John Dorney's Beautiful Things sees Alan Cox totally stealing the show as Oscar Wilde, playing him as a sharp-tongued, quick-witted, mildly Irish man of action, who out-alliterates Jago, makes a dreadful pun on the name of fellow-Irishman George Bernard Shaw, and saves the day. Louise Jameson also gets some great lines as Leela, hating the new Wilde play (A Woman Of No Importance). The plot is a clever riff on Dorian Gray, though I did not really feel the villain's means were adequately explained.
Matthew Sweet's The Lonely Clock felt a bit less integrated. Sweet is excellent at weaving literary allusions into his Who scripts, but I didn't spot any here (apart from Leela doing a Sherlock Holmes impression). There are lots of fantastic images - a glass business card, a time-travelling tube train, people frozen in time - and an excellent guest performance by Victoria Alcock (one of the passengers in Planet of the Dead) but it didn't quite come together for me.
Justin Richards is a hit-or-miss writer, and I'm afraid The Hourglass Killers was a miss for me; Colin Baker's character has adopted the pseudonym Claudius Dark for no good reason, Kempston and Hardwick imprison Terry Molloy's character Lord Ampthill in an hourglass for no good reason, there is a very silly scene in the British Library, and the denouement is reminiscent of the Silvester Stallone film Daylight except rather less plausible. The ensemble cast are all having good fun, but we are dangerously close to jumping the shark here.
I am still looking forward to the next season, even though it will have no Leela; I think the writers may find it easier to write good stories with only two main characters to write about. One of the problems with this season, I felt, was a bit of a tendency to put stuff in just so that the characters had something to do.

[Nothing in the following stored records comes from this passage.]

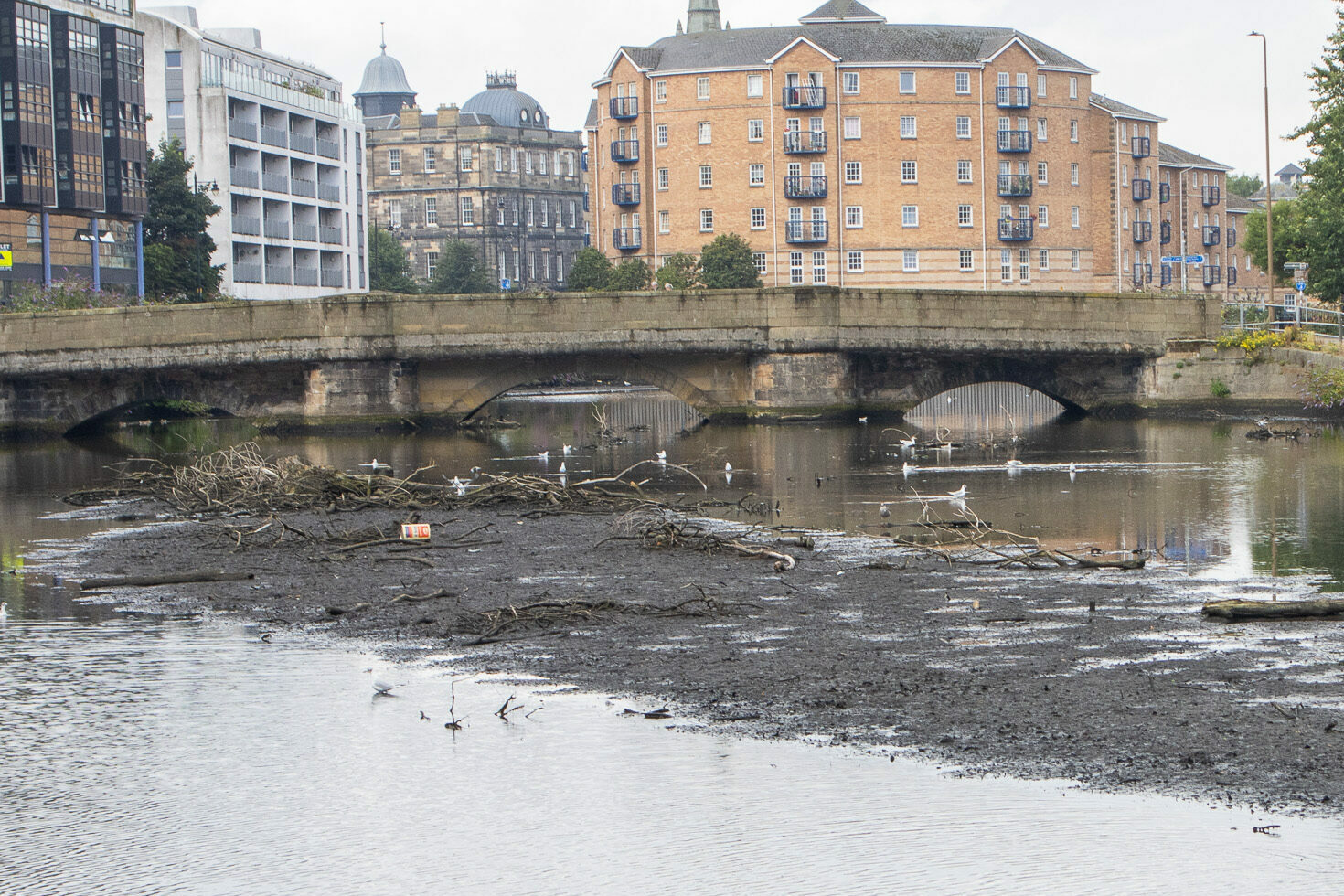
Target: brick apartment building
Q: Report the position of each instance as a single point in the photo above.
(854, 152)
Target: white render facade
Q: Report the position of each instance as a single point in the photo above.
(273, 143)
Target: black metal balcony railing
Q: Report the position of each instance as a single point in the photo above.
(806, 231)
(1014, 98)
(1017, 229)
(626, 238)
(1015, 185)
(804, 142)
(625, 151)
(805, 187)
(805, 97)
(1014, 142)
(625, 194)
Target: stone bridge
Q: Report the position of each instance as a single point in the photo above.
(729, 354)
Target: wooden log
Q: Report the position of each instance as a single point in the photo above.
(1275, 609)
(174, 578)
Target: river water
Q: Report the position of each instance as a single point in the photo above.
(188, 756)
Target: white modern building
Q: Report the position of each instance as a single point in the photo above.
(276, 146)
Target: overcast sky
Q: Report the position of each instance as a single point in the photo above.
(1189, 60)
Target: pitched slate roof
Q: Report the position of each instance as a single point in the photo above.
(1176, 157)
(1123, 111)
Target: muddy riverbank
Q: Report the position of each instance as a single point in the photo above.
(991, 670)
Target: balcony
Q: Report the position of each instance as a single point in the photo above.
(625, 194)
(806, 231)
(1014, 98)
(1015, 185)
(1014, 142)
(805, 187)
(625, 151)
(1017, 229)
(804, 143)
(626, 238)
(805, 97)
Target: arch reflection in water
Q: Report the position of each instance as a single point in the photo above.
(987, 409)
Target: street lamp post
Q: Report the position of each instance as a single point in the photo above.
(1269, 186)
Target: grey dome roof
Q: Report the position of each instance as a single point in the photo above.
(383, 76)
(507, 105)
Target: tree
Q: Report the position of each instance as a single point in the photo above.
(177, 249)
(1243, 185)
(460, 272)
(1323, 199)
(632, 274)
(726, 263)
(591, 271)
(679, 272)
(389, 269)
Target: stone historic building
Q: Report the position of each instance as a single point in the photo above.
(854, 152)
(492, 174)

I greatly enjoyed The Davros Mission, by Nicholas Briggs, set between Resurrection of the Daleks and Remembrance of the Daleks, in which a Thal agent played by Miranda Raison infiltrates the ship on which Davros is being transported as a prisoner to Skaro by the Daleks; there are some excellent two-hander scenes between Raison and Terry Molloy, and the darkness of the main plot is balanced by two mildly comic aliens who are Dalek slaves. Big Finish's Davros spinoffs in general are amog its best work.
In summary, The Davros Mission is well worth seeking out, especially as it comes as part of a job lot with the other Davros plays; and the first half of Jago and Litefoot's fourth season is mostly good, while the second half is mostly OK.